Jordanian Ambassador to Spain of Jordan to Spain
- In office 1967–1970
- Preceded by: Husayn al-Khalidi
- Succeeded by: Muhammad Hussain El-Farra

Personal details
- Born: 27 June 1926
- Spouse: Futun Sati
- Education: Studied law

= Iklil Sati =

Iklil Sati (born 27 June 1926) was a Jordanian ambassador.

== Career==

From 1949 to 1950 he was private secretary of Abdullah I of Jordan, as well as Attaché in London, United Kingdom.

From 1952 to 1953, he was third secretary in Ankara, Turkey before returning to London and working as third secretary between 1953 and 1955.

From 1955 to 1956, he was second secretary in Damascus, Syria.

From 1956 to 1961 he was first secretary, counsellor and charge d'affaires in Madrid, Spain.
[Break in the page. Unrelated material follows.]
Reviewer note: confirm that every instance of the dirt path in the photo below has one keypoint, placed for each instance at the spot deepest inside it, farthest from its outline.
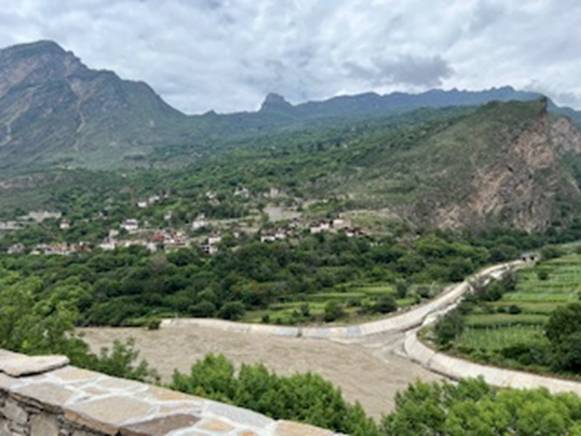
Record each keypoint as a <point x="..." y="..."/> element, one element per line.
<point x="360" y="370"/>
From 1963 to 1967 he was back in his homeland, where he was chief of protocol of the Royal Court, as well as the private secretary of Hussein of Jordan.

From 1967 to 1970 he returned to Madrid, where he served as ambassador.

From 1970 to 1972 he was once more back in Jordan, where he was secretary general of the Ministry of Foreign Affairs.

In 1972, he retired from royal service and became a businessman.